Friday 11th August 2006

0645 Start. Another easy day today, makes a change after the last couple of weeks. A blast up the motoways to Mondays Coventry job to drop off two bundles of steel and a sack full of bits, not worth getting the crane out as we can hoof the steel off the side. Seems extravagant running out with such a small amount, but it has got to be there so they can be ready for a concrete pour on Monday. If it got delayed the site would stop and start costing ££££. Back down the A45 I stopped at the old weighbridge layby at the start of the M45 for a bite and a cuppa. It seemed a bit pricey compared to some (although I rarely stop at them) but was good grub and the placed was rammed full of motors. Back at the bottom of the M1 I decided to take the M10 across and grab some fuel and the Shell garage at the end. Only its moved, they seem to have moved it closer to the M25 J21 than I remember.

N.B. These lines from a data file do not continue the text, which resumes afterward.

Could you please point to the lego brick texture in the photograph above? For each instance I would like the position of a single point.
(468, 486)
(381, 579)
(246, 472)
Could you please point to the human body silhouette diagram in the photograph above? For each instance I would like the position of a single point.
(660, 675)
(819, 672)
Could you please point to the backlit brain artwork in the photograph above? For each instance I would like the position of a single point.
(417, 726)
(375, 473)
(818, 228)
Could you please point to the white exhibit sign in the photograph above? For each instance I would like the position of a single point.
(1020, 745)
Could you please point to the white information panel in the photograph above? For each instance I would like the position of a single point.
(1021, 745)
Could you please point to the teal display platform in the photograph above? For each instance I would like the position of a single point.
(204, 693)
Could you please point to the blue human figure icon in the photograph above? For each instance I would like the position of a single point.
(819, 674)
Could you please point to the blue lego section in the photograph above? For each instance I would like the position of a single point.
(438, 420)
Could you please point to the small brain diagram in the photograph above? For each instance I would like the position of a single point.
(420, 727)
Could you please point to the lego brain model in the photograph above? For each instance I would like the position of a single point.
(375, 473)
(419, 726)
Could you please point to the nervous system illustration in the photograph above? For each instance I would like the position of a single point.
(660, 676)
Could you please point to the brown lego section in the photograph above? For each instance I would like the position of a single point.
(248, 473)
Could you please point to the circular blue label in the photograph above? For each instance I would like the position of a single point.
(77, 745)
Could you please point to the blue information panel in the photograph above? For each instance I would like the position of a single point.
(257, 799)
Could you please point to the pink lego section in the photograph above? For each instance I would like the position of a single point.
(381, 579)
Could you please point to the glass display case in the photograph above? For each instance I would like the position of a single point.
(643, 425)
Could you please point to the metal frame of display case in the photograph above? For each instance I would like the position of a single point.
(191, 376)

Still I found it eventually and was surprised that DERV was only 96.9p / L seemed quite cheap by todays standards. Back across the A1081 to the M25 I decided that as I wasn’t in a hurry I’d check out the route from Potters Bar to Cuffley to Waltham Cross, to see if there were any restrictions that would stop me using it. At the Waltham Cross the (B) road is dual carriageway and I have wondered for some time if it might be a useful way to avoid the M25 on a bad day. The road is OK, nothing I can’t get through, but a bit long winded so I probably won’t bother with it. It does make me wonder why that dual carriageway is there on the last stretch, it’d make a decent A road, let alone a B road. It also made me wonder why they never continued the M10 to the M25 and cut the corner like the M26 does in Kent. Back at the yard, there was nothing much to do apart from clean out the cab, sort the equipment in the toolboxes. No plans had been fixed for Monday, so I left the keys and had an early day leaving about 1600. No overtime again today, except for the painting that Mrs 8 Wheels had lined up for me at home.

This week has been about as quiet as it gets, all in all a reasonable week. Just seems a bit light as not much overtime.

Total distance 1683km



Wonderful why can't all roads look like this?